Pero los campos no han desaparecido por completo. En su informe, ASPI encuentra que desde 2019, aproximadamente unos 65 han ampliado sus instalaciones o se encuentran en construcción, en una señal de que China aún retiene, y planea seguir reteniendo, grandes números de uigures y otras minorías musulmanas en Xinjiang. En Kashgar, uno de ellos comenzó su construcción en enero de 2020. El mayor, con capacidad para unos 10.000 internos según la agencia de noticias AP, se encuentra en Dabancheng, en las afueras de Urumqi, la capital de la región autónoma.
“Lo que estamos viendo construir ahora son instalaciones de máxima seguridad, con muros muy altos, torretas cada cien metros, alambradas, mientras que los que se están dejando de usar son los de baja seguridad”, en donde se alojó a los internos más dóciles, explica Ruser.
“Parte de los que estaban detenidos en las instalaciones con menor seguridad han sido evaluados como que han mostrado un progreso suficiente y se han ‘graduado’ y salido de esos centros. Pero también hay aquellos de los que se ha decidido que no han avanzado lo suficiente y bien se les ha transferido y sentenciado formalmente a prisión o a estas instalaciones de alta seguridad”, agrega el experto.
La amenaza de acabar en uno de ellos sigue ahí, en caso de mostrar demasiado interés por la religión o algún otro comportamiento que las autoridades consideren sospechoso. Los sistemas de vigilancia, sea a través de cámaras, aplicaciones en el móvil o informantes, continúan siendo omnipresentes.
Un informe de la ONG Uighur Human Rights Project calcula que desde 2014 más de un millar de imanes y otras personalidades religiosas han sido detenidas por su papel como líderes de comunidades o sus enseñanzas islámicas.
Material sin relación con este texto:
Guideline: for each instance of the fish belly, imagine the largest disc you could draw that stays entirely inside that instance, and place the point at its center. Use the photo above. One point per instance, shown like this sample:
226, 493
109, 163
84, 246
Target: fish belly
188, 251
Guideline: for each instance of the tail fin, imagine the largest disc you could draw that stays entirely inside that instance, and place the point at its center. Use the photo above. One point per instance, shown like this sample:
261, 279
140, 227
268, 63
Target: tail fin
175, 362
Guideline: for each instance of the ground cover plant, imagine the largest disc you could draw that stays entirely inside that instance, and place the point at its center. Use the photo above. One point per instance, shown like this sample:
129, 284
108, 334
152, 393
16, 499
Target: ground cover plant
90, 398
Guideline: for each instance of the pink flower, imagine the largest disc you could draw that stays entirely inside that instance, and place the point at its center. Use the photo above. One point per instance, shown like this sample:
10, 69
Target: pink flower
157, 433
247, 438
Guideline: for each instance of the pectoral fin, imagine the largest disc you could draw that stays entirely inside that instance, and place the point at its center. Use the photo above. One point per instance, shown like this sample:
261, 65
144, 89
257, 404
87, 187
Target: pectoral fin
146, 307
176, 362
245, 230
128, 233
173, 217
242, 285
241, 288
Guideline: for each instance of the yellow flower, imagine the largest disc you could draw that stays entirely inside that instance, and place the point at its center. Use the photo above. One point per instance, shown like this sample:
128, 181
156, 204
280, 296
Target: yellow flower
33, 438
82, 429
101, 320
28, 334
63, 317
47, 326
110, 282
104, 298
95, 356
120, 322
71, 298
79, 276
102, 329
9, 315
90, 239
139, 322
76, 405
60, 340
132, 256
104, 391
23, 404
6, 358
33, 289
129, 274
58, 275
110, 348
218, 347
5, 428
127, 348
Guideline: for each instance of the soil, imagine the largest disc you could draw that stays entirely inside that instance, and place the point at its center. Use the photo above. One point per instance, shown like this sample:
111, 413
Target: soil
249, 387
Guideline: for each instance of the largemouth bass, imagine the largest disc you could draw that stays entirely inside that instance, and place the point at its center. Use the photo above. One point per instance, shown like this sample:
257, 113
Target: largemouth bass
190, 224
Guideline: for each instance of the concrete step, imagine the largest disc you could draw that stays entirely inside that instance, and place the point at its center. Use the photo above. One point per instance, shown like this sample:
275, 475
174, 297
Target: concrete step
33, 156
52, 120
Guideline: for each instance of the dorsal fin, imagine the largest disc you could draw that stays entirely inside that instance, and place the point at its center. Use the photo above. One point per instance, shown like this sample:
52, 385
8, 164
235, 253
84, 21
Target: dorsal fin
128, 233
De ellos, el 41% ha sido enviado a prisión, lo que “ilustra la intención del Gobierno chino no solo de criminalizar la expresión o práctica religiosa, sino también considerar a los imanes delincuentes debido a su profesión”, apunta el estudio.
Otras figuras intelectuales y culturales también han desaparecido. “Comediantes, músicos folclóricos, músicos pop… no estamos hablando de disidencia cultural, es todo aquel que tenga un papel destacado en la cultura uigur”, explica el profesor Rian Thum, experto en cultura uigur del Instituto de China en la Universidad de Manchester. La inmensa mayoría de ellos continúa retenida, en situación incierta, y la suerte de algunos se va conociendo solo con cuentagotas. En 2019 un vídeo en la página web de la radio estatal china confirmaba que el poeta y músico folclórico Abdurehim Heyit, conocido como el “rey del dutar” por su dominio de este laúd de dos cuerdas, estaba detenido, después de que el rumor de su muerte causase una dura reacción de Turquía. Hace dos semanas se confirmó que la antropóloga Rahile Dawut, una de las mayores expertas mundiales en la cultura rural uigur, se encontraba en prisión, después de dos años en paradero desconocido. La sentencia exacta se desconoce.
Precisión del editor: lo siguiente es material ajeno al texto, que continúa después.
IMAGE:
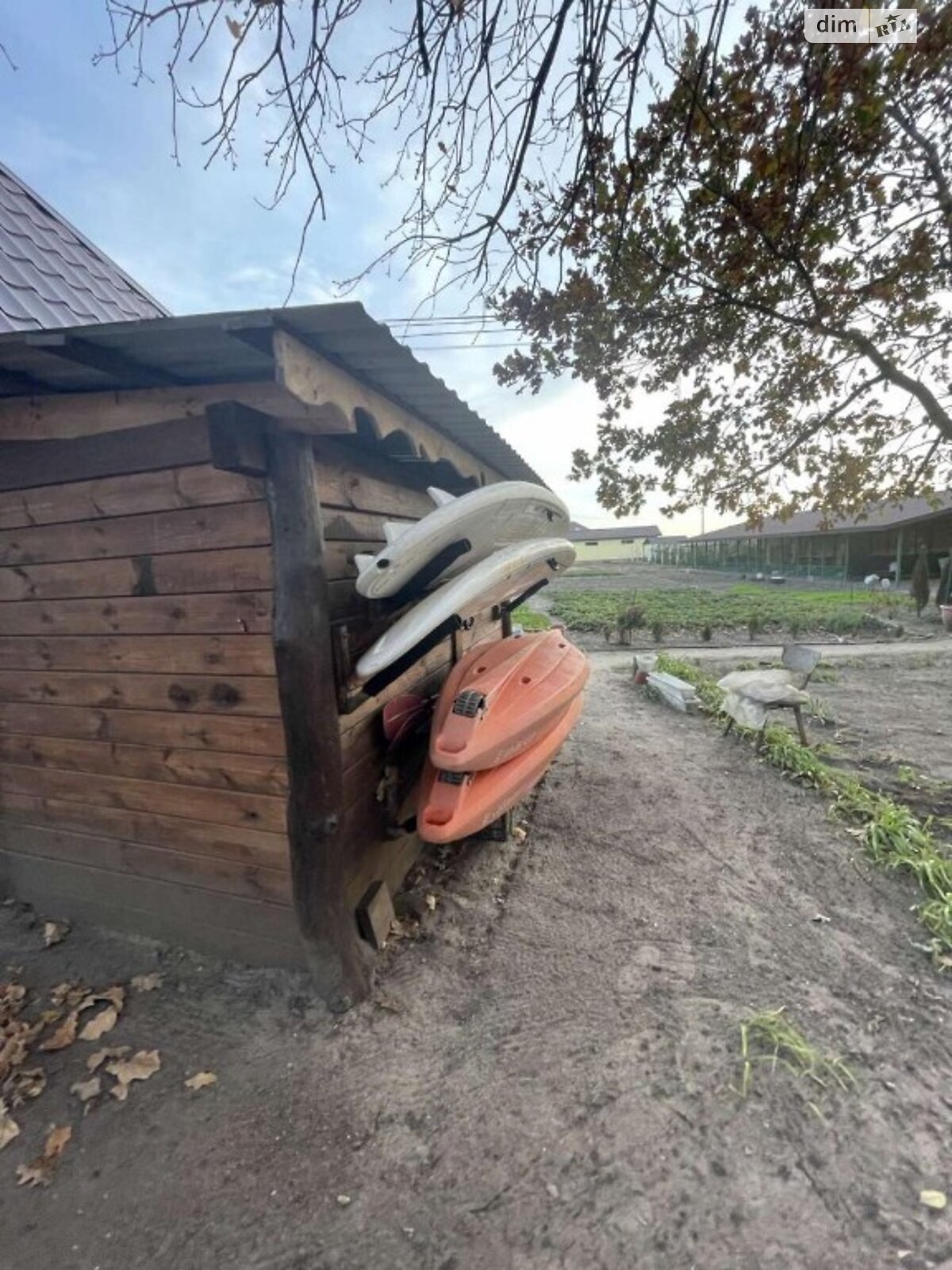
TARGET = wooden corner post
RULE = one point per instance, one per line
(340, 960)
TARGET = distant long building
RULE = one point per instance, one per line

Quien sí ha vuelto a casa, aunque su familia no sabe desde cuándo exactamente, es la abuela materna de Shahnura. “Alguien nos dijo que había oído que estuvo en los campos, pero que ya ha podido volver a casa. Pero parece que no está bien. Nos dicen que tiene problemas de corazón, diabetes. Y problemas mentales. Que no recuerda nada. Ya no sabe quién es”.